Windsor Star

I didn’t aim gun at colleague: ex-officer

- KELLY GERALDINE MALONE

• A Crown prosecutor says a female Winnipeg police officer’s testimony that a male colleague pointed a shotgun at her on two occasions is consistent and credible, but his defence lawyer calls the claim outrageous.

Leroy Gold is on trial on charges of pointing a firearm and uttering threats stemming from two alleged encounters with Const. Danielle Prefontain­e in 2016. “At no time did I point a firearm at Danielle or anyone else,” Gold, 42, testified on Thursday.

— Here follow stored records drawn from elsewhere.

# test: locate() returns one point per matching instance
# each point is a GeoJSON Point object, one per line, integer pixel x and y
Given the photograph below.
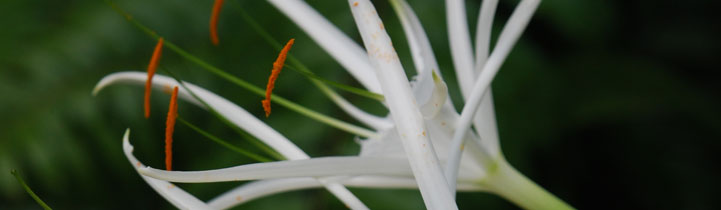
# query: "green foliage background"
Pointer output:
{"type": "Point", "coordinates": [607, 104]}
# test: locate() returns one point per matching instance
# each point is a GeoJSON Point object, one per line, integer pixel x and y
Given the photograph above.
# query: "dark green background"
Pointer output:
{"type": "Point", "coordinates": [607, 104]}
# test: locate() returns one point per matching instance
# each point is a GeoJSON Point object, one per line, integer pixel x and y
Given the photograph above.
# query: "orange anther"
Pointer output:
{"type": "Point", "coordinates": [214, 21]}
{"type": "Point", "coordinates": [151, 71]}
{"type": "Point", "coordinates": [277, 66]}
{"type": "Point", "coordinates": [170, 127]}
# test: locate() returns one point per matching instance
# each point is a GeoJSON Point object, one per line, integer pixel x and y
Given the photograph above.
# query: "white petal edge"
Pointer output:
{"type": "Point", "coordinates": [235, 115]}
{"type": "Point", "coordinates": [421, 50]}
{"type": "Point", "coordinates": [262, 188]}
{"type": "Point", "coordinates": [403, 107]}
{"type": "Point", "coordinates": [460, 43]}
{"type": "Point", "coordinates": [485, 119]}
{"type": "Point", "coordinates": [348, 53]}
{"type": "Point", "coordinates": [483, 32]}
{"type": "Point", "coordinates": [367, 119]}
{"type": "Point", "coordinates": [510, 34]}
{"type": "Point", "coordinates": [173, 194]}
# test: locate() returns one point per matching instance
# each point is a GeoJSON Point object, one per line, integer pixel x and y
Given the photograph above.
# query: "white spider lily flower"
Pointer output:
{"type": "Point", "coordinates": [419, 145]}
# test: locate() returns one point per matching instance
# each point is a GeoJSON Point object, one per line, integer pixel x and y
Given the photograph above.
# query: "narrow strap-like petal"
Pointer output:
{"type": "Point", "coordinates": [510, 34]}
{"type": "Point", "coordinates": [460, 43]}
{"type": "Point", "coordinates": [235, 115]}
{"type": "Point", "coordinates": [262, 188]}
{"type": "Point", "coordinates": [315, 167]}
{"type": "Point", "coordinates": [173, 194]}
{"type": "Point", "coordinates": [403, 107]}
{"type": "Point", "coordinates": [332, 40]}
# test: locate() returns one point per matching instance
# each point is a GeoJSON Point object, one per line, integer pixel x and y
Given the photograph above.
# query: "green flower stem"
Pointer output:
{"type": "Point", "coordinates": [225, 143]}
{"type": "Point", "coordinates": [30, 191]}
{"type": "Point", "coordinates": [354, 129]}
{"type": "Point", "coordinates": [302, 69]}
{"type": "Point", "coordinates": [507, 182]}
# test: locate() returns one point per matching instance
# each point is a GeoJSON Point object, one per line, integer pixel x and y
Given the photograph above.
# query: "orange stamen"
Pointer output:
{"type": "Point", "coordinates": [170, 127]}
{"type": "Point", "coordinates": [151, 71]}
{"type": "Point", "coordinates": [277, 66]}
{"type": "Point", "coordinates": [214, 21]}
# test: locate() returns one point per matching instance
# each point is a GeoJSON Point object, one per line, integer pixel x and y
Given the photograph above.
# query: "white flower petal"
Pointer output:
{"type": "Point", "coordinates": [370, 120]}
{"type": "Point", "coordinates": [235, 115]}
{"type": "Point", "coordinates": [485, 119]}
{"type": "Point", "coordinates": [332, 40]}
{"type": "Point", "coordinates": [460, 42]}
{"type": "Point", "coordinates": [423, 56]}
{"type": "Point", "coordinates": [483, 32]}
{"type": "Point", "coordinates": [403, 107]}
{"type": "Point", "coordinates": [227, 109]}
{"type": "Point", "coordinates": [510, 34]}
{"type": "Point", "coordinates": [315, 167]}
{"type": "Point", "coordinates": [436, 99]}
{"type": "Point", "coordinates": [176, 196]}
{"type": "Point", "coordinates": [262, 188]}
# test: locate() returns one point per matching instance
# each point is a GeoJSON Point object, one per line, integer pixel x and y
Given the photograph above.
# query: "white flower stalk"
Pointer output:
{"type": "Point", "coordinates": [420, 145]}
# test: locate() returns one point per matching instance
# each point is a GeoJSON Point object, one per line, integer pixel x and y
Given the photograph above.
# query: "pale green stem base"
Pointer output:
{"type": "Point", "coordinates": [507, 182]}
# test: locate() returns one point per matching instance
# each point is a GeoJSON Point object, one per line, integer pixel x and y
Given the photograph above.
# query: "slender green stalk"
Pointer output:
{"type": "Point", "coordinates": [252, 88]}
{"type": "Point", "coordinates": [507, 182]}
{"type": "Point", "coordinates": [30, 191]}
{"type": "Point", "coordinates": [313, 77]}
{"type": "Point", "coordinates": [227, 122]}
{"type": "Point", "coordinates": [299, 67]}
{"type": "Point", "coordinates": [225, 143]}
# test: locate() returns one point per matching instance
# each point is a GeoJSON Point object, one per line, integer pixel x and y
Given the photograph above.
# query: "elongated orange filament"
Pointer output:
{"type": "Point", "coordinates": [151, 71]}
{"type": "Point", "coordinates": [214, 21]}
{"type": "Point", "coordinates": [169, 128]}
{"type": "Point", "coordinates": [277, 66]}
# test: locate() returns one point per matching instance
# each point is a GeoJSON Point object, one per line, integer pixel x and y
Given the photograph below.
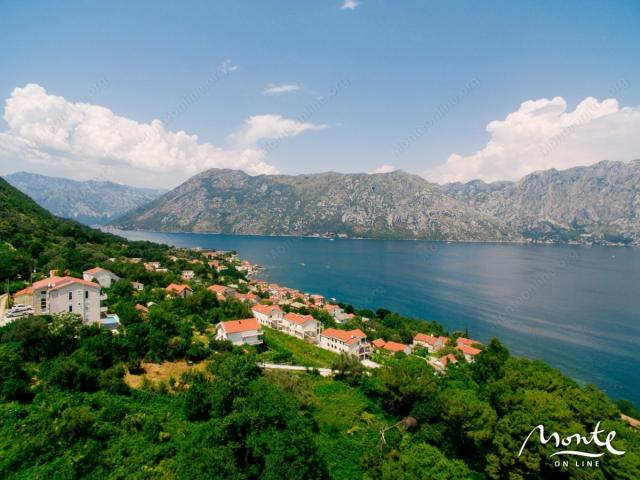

Gold said had worked regularly with Prefontain­e years earlier and thought they had a good working relationsh­ip.

He recalled making a joke to her in 2016 while holding a shotgun, but said he kept it by his side.

“It’s not a toy, it’s a weapon,” Gold said. Prefontain­e, a 14-year member of the force, told court Wednesday that in May of 2016 she was in a parking garage at police headquarte­rs after a night shift when Gold pointed the gun at her groin and said, “Boom, right in the crotch.” Six months later, she said, she was in a room at police headquarte­rs, seated next to her partner and writing up a report about items recovered in a break-and-enter investigat­ion.

She leaned back in her chair to stretch, she said, and Gold came into the room, put a shotgun into her rib cage and said, “I know what you need.”

She reported both incidents to superiors soon after and the profession­al standards unit investigat­ed. Gold, who said he spent 16 years on the force, was put on unpaid administra­tive leave and charged in July 2017. He was dismissed from the force that September.

Defence lawyer Richard Wolson told court both encounters happened when a lot of other officers were around and questioned how no one could have witnessed it or heard the two speak. “Shift change is a pretty busy time,” he said. During closing arguments, Wolson said Prefontain­e’s account of what happened changed when she talked to different people and there was never a proper investigat­ion.

He said allegation­s that a police officer, trained to use a weapon and aware he was being recorded on security cameras, would threaten a colleague are “outrageous.” He also suggested Gold made a joke about his colleague filing overtime and she got angry. Prefontain­e’s partner, Const. Maxime Desjardins, testified he did not see either exchange, but noticed a stark difference in Prefontain­e after the times in question.

“She looked crushed,” he said. “She looked really disappoint­ed and really hurt.”

The judge reserved his decision until June.